Please also provide a table for a quick comparison of the 2 catchments. It should include the same information for both catchments. This is currently not the case in the text. E.g. average slope is only given for Gardon. Also “a lot of intense rainfalls” could be backed up by some climate data statistics in the table. At least mention the average precipitation input for each catchment.
Input Data: Is there any information on the quality of the radar observation reanalysis data? Radar data is known to underestimate especially heavy rainfalls of short duration which are important for flash flood generation. Could this be a problem for the current study? Also it seems the precipitation input of the SIM model is different to the tested models. How could this influence the results, especially as it is used as a benchmark for soil moisture comparison.
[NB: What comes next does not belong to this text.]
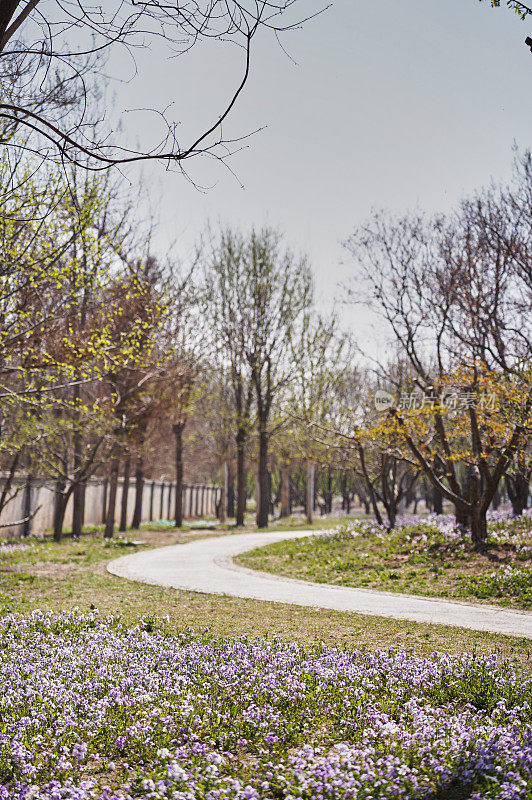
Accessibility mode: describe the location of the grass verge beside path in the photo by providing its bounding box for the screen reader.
[236,514,532,610]
[0,531,532,671]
What are the implications?
While I agree the sensitivity analysis is necessary for better understanding the model results later on I currently fail to see how we can learn anything from the comparison of the model parameters here as they are different for each model (are differently implemented in the model structures). You might want to state which parameters are comparable and why you believe they are comparable. Please clarify in the manuscript.
The tables with the sensitivity ranks of the parameters (Table 6 + 7) are currently given without much description or discussion before the section starts. They should be included in the subsections when they are referred to or removed to the Appendix.
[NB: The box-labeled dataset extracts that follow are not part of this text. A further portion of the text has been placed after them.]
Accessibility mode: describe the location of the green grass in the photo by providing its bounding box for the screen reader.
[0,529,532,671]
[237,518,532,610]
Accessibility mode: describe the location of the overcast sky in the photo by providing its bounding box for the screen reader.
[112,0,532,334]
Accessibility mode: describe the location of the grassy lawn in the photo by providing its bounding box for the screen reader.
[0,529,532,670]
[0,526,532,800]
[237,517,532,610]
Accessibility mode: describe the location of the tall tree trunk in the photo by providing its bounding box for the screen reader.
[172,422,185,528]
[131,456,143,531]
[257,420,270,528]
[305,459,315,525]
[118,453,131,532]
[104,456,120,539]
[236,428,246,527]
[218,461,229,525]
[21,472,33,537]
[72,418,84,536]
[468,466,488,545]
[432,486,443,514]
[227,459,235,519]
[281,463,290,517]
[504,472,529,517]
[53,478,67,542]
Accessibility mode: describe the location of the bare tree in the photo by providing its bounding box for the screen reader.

If a comparison of the models is the goal I find it essential to analyze the event based sensitivity for SMASH and GR4J as was done for MARINE as well. Otherwise, it’s really hard to attempt a fair comparison here.
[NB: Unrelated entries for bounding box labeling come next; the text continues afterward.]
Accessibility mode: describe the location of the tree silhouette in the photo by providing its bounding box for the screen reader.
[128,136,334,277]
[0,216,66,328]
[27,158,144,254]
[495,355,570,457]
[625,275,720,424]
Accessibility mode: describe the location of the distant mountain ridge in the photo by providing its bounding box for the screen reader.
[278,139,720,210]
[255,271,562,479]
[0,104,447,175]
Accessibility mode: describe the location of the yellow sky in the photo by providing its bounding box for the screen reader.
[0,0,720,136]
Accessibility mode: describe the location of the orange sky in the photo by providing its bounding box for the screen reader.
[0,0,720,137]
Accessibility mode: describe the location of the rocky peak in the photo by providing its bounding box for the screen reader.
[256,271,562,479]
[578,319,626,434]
Table 3 - Why is the number of classes so much higher for Gardon than for Ardeche?
Line 285 – Why only 5000 runs if the other models had 10000 for their SA? Please justify.
Currently the SA seems to tell us which parameters are sensitive in which model/catchment and we see some expected differences. Due to the small sample we can’t conclude anything general though and thus I currently fail to see the benefit for comparing the models with regard to flash flood modelling. Especially since the comparability of the sensitivities lacks some justification. As the paper is very long, I would advise to move the SA to the Appendix and focus on the actual comparison of the models. Section 4.1.4 may be kept as the main outcome of the SA but doesn’t require all the plots and descriptions in the main text. Unless the authors can clarify the benefit and insights we gain from the results.
The section on the response surface and functioning points is interesting but does not seem to immediately add to the point of the paper. Consider moving to the appendix.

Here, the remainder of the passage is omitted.